Гарибальди склонил голову набок и привычно помял ладонью бороду.
— Редкий случай совпадения желаний пленного и его доброй охраны, — с усмешкой сказал он.
— Я надеюсь, вы не будете отныне участвовать в бойнях? — спросил врач.
— Спасибо, дон Рамон. Я понял ваш урок, — задумчиво сказал Гарибальди. — Пожалуйста, подарите мне на прощание пулю, которая у вас в кармане. Нам еще долго жить, дон Рамон. Мы оба молоды. И я хотел бы видеть вас в своем отряде — да, с санитарной сумкой на ремне, — когда мы пойдем штурмовать дворцы.
7. Леденцы с имбирем
План побега был обдуман врачом и доном Хасинто. Хозяин дома попросил людей найти конного проводника, чтобы добраться до эстансии англичанина, жившего на другом берегу Параны. Тот взялся помочь беглецу сесть на попутную шхуну и добраться до Монтевидео.
Дорога была немалая — тридцать миль, да еще с переправой. Скакали всю ночь, утром — привал. Молчаливый горец ушел узнать у лесорубов, безопасно ли выбрано место. Гарибальди прилег на опушке, откуда взгляд хватал на десяток миль. Проголодался, но даже думать не мог о вяленой солонине в сумке. Впрочем, он был бодр и весел; предвкушал встречу с товарищами. Нежно-зеленое, чуть волнующее море пампы располагало к мечтательности. Этот первозданный простор… То и дело вдали появлялись страусы и сильными ногами с непостижимой быстротой, будто заводными ножницами, простригали степь и исчезали за горизонтом. А то выскакивал, точно из люка, огненно-рыжий конь, он еще краснее кажется в изумрудной траве. Мчится прямо на тебя и вдруг останавливается, всем видом выражая удивление и даже снисхождение к неуместной тут фигуре человека. Подрагивают его губы, от рождения не знающие узды, отливает атласным блеском лоснящаяся спина, спутанная золотистая грива бьет по холке, копыта чисты, как слоновая кость. И Гарибальди глядит и не наглядится, сознает, что в глубине его души таится поэтический дар. Да, конечно, если условие быть поэтом в том, чтобы сочинить «Илиаду» или «Божественную комедию», то он не поэт. Но если поэтом может считать себя тот, кто в детстве часами любовался причудливыми стеблями растений в лазурных глубинах залива, кто бродил без устали по улицам Вечного города, кто в бреду, сквозь боль пульсирующей раны видел быстро бегущую в траве птицу с красным пером и верил в реальность этого видения, — то он поэт. И этот конь, примчавшийся к тебе из степных далей, — он точно могущественный султан, спешащий выбрать самую грациозную одалиску.

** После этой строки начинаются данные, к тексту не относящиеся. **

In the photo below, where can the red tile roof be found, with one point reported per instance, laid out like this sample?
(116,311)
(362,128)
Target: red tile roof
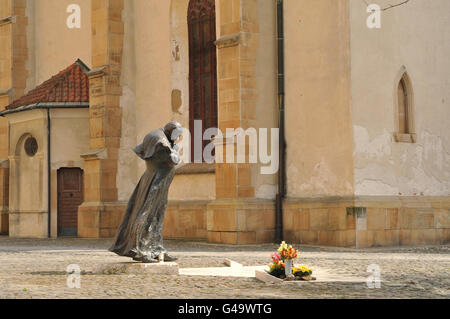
(69,85)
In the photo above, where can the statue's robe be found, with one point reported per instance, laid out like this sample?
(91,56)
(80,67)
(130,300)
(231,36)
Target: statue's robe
(140,234)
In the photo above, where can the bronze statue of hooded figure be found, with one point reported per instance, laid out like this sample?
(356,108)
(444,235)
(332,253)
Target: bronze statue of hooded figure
(140,234)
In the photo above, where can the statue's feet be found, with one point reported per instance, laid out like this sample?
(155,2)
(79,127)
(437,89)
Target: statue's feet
(145,260)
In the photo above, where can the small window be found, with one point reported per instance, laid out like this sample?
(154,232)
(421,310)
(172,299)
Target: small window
(31,146)
(405,122)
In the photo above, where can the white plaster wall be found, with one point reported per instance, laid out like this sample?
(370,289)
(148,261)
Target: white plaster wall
(127,174)
(415,35)
(266,83)
(52,46)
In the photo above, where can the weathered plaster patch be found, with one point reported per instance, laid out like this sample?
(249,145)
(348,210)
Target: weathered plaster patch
(320,182)
(127,174)
(266,191)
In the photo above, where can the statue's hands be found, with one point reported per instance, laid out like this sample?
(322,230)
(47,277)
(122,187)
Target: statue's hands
(175,158)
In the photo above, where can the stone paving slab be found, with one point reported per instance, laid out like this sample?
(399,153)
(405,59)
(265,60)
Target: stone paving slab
(38,269)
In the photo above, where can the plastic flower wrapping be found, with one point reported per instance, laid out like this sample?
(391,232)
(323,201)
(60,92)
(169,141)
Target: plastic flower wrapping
(287,252)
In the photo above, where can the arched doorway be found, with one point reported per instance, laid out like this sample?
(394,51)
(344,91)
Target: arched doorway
(70,196)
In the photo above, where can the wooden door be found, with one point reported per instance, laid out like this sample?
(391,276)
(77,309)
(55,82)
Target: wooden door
(70,196)
(202,66)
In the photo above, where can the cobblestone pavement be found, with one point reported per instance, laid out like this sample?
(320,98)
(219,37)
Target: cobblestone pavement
(37,269)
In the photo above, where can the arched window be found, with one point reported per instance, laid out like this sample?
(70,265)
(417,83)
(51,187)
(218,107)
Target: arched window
(202,65)
(405,112)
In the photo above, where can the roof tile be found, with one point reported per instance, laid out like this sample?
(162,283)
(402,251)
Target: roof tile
(69,85)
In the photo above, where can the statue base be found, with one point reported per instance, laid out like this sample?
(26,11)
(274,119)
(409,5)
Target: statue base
(137,268)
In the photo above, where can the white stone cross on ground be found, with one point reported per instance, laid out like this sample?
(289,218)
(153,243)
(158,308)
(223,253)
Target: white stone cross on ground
(234,269)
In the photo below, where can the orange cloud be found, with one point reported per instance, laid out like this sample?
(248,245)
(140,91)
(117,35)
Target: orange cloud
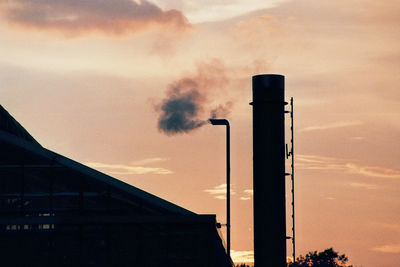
(116,169)
(313,162)
(75,17)
(395,249)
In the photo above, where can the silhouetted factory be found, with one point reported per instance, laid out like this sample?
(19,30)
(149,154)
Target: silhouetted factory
(58,212)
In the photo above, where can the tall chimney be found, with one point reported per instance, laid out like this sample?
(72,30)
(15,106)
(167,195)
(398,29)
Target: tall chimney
(269,170)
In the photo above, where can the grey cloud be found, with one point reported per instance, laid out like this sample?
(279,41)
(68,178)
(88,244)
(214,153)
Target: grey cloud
(74,17)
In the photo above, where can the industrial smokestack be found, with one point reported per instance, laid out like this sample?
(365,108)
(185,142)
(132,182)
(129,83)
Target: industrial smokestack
(269,170)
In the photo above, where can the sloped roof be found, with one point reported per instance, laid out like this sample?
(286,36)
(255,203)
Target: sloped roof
(12,133)
(10,125)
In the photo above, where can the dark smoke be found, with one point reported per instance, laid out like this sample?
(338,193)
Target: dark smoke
(183,109)
(180,110)
(221,111)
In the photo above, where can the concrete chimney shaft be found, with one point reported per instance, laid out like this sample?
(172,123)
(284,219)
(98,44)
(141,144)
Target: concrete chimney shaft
(269,170)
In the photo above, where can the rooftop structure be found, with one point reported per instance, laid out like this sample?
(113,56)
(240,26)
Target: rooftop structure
(58,212)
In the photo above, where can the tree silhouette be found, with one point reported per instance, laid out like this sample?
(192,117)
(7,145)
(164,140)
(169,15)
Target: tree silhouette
(326,258)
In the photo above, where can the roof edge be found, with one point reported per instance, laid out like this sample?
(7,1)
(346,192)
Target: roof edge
(83,169)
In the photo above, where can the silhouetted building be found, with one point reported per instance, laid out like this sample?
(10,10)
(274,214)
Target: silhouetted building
(57,212)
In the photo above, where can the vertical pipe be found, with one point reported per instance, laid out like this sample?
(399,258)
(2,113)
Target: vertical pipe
(269,171)
(292,166)
(228,191)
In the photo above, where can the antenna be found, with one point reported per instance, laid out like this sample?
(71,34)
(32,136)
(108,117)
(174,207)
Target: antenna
(291,154)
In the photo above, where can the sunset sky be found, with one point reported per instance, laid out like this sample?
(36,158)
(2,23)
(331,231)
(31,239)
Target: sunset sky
(89,79)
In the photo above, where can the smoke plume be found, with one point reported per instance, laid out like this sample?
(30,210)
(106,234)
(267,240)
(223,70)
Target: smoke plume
(180,110)
(187,100)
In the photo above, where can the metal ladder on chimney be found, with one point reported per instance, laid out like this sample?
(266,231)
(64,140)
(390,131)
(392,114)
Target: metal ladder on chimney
(291,155)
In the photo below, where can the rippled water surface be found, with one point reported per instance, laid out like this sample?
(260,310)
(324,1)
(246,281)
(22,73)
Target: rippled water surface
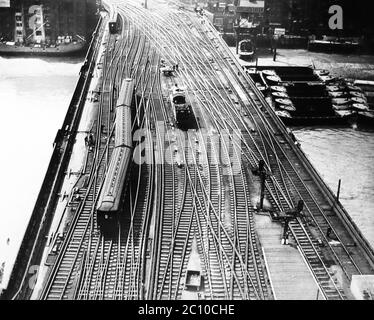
(34,97)
(346,154)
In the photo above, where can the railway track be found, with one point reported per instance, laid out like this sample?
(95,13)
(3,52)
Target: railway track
(194,198)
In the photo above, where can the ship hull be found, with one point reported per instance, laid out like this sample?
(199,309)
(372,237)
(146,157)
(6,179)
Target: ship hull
(62,50)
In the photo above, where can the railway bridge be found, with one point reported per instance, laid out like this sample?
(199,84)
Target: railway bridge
(191,224)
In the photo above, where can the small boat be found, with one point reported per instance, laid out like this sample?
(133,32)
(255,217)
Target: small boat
(269,72)
(344,113)
(278,94)
(278,88)
(360,107)
(321,72)
(284,101)
(334,88)
(337,94)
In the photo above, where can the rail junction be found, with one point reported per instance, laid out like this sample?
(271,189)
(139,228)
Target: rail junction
(187,227)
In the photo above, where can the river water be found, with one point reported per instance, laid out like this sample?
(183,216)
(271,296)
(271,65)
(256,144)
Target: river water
(346,154)
(34,97)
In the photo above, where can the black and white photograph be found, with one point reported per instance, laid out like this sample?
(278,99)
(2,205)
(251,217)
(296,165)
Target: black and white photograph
(202,152)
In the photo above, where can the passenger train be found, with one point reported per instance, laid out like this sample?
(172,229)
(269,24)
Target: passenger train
(113,189)
(246,49)
(183,113)
(113,23)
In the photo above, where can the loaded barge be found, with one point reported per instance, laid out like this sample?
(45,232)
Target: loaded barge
(302,95)
(46,27)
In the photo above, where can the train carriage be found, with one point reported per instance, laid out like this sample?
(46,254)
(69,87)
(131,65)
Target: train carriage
(112,190)
(110,200)
(113,24)
(246,49)
(183,113)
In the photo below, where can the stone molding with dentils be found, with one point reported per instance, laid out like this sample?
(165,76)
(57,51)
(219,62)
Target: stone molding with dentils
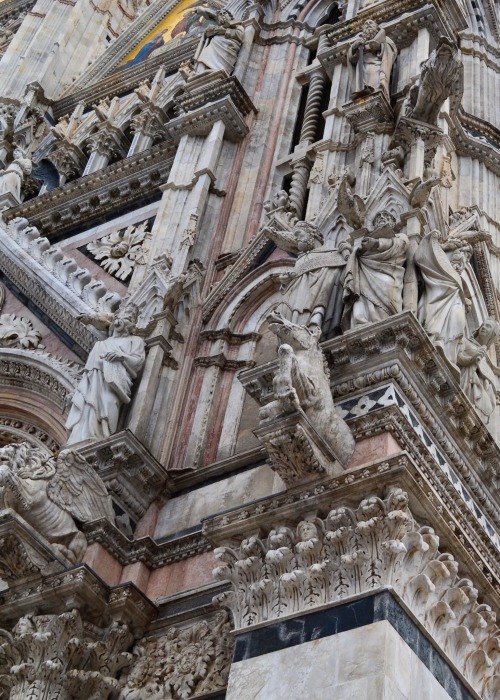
(132,475)
(99,193)
(95,600)
(185,662)
(50,376)
(50,657)
(296,568)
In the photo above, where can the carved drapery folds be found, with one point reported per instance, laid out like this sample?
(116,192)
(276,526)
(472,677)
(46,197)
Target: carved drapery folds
(441,76)
(322,560)
(53,657)
(185,662)
(52,495)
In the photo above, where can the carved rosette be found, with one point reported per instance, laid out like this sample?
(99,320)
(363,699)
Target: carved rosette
(323,560)
(185,662)
(52,657)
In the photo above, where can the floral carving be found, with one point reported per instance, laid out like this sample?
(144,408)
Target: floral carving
(18,332)
(50,657)
(119,251)
(184,663)
(319,561)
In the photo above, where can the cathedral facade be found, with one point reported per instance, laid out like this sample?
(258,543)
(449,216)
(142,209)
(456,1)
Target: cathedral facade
(249,349)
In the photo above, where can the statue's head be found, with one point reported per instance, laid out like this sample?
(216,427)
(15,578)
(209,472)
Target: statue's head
(307,235)
(487,332)
(384,218)
(124,320)
(26,461)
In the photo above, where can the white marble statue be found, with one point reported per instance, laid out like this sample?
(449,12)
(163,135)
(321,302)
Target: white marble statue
(373,286)
(313,289)
(50,493)
(477,377)
(107,379)
(12,178)
(440,75)
(370,60)
(443,303)
(221,43)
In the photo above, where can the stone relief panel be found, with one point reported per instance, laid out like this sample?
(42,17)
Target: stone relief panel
(296,568)
(183,663)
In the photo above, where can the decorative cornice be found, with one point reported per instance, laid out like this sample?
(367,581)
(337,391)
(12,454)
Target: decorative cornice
(154,554)
(99,193)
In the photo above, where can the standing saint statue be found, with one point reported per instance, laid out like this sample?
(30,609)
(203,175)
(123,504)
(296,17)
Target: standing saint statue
(107,378)
(373,287)
(220,44)
(313,289)
(12,178)
(370,60)
(477,377)
(443,303)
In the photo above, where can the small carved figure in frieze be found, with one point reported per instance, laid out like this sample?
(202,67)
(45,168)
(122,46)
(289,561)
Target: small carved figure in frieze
(443,303)
(440,76)
(477,371)
(221,43)
(370,60)
(107,378)
(14,175)
(313,288)
(350,205)
(373,287)
(302,383)
(50,494)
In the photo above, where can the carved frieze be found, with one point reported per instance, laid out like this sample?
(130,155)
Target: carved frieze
(184,663)
(118,252)
(50,657)
(296,567)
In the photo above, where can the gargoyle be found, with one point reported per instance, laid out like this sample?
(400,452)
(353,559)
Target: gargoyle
(302,384)
(53,495)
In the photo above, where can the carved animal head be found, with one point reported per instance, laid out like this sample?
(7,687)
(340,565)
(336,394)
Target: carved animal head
(298,337)
(26,462)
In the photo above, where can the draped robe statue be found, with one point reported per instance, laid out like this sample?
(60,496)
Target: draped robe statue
(370,60)
(443,303)
(477,378)
(221,43)
(313,289)
(107,381)
(373,287)
(12,178)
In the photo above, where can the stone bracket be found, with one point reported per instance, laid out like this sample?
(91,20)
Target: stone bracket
(296,450)
(132,475)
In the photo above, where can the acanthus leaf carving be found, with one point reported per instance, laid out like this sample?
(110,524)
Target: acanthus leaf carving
(185,662)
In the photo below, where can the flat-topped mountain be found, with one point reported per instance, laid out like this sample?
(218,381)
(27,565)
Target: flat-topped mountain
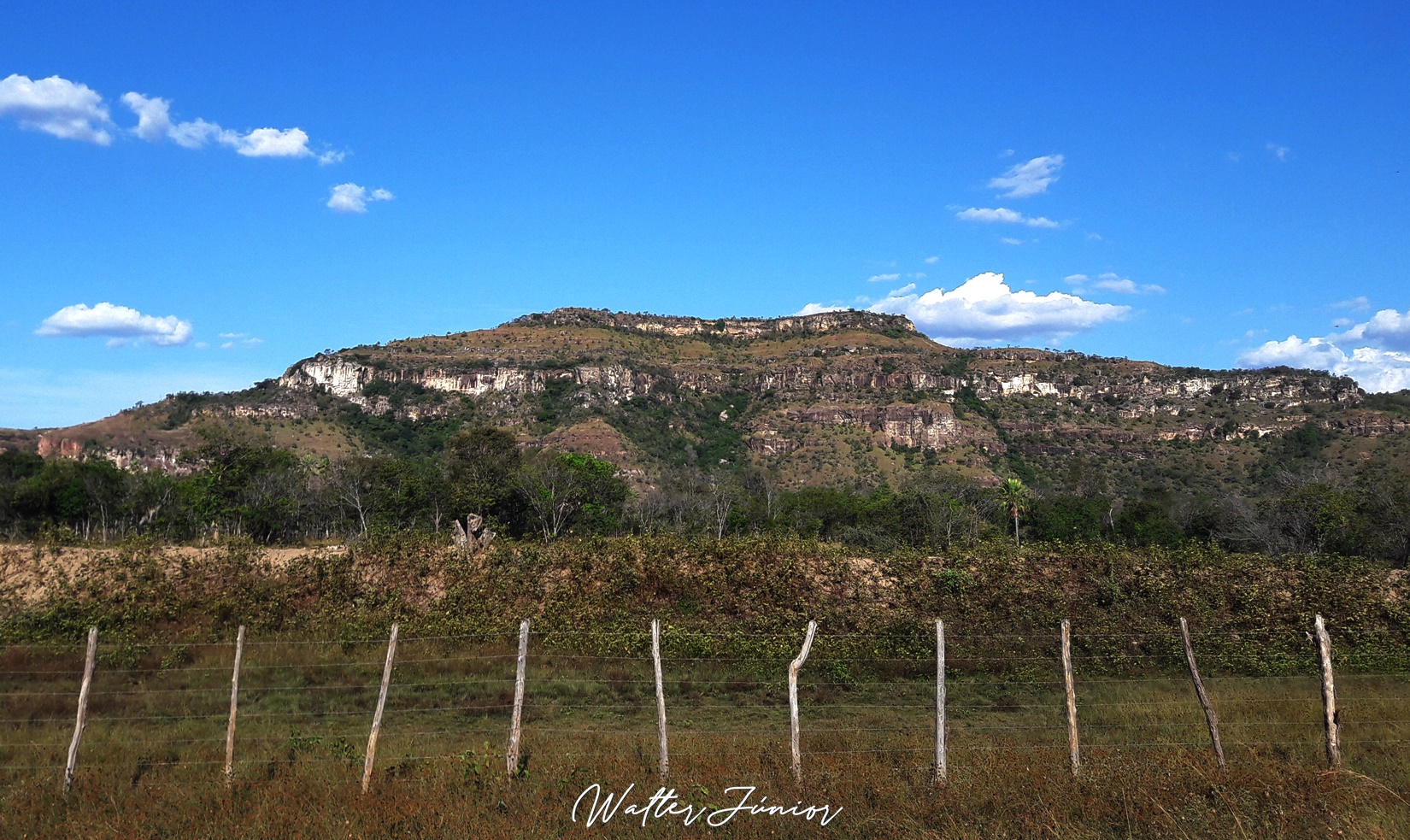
(846,397)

Но кто-то вдруг выстрелил? Конь метнулся и ускакал. Еще один выстрел. Пуля цвинькнула рядом в траве. Он вскочил на ноги. Конный отряд жандармерии приближался к опушке. Бежать? Нет, уже поздно. Среди всадников, которые спешились на скаку и бежали к нему, он увидел молчаливого проводника. Предатель! Он один остался неподвижен, смотрел издали. Предатель и трус.
Его усадили на лошадь, руки связали за спиной, ноги — к подпруге и, хлестнув коней, повернули на Гуалегуай. Мысль о том, что старого дона Хасинто ждет расплата, вдруг бессильной яростью ослепила Джузеппе.
Солнце садилось в широком окне префектуры, когда его втолкнули в комнату, где играл в кости со своим адъютантом комендант Миллан. Закатные лучи делали оранжевым его одутловатое лицо. Он отодвинул игральные кости движением локтя. «Вот наконец-то, — подумал Гарибальди, — сейчас выйдет наружу изнанка гуалегуаевского гостеприимства».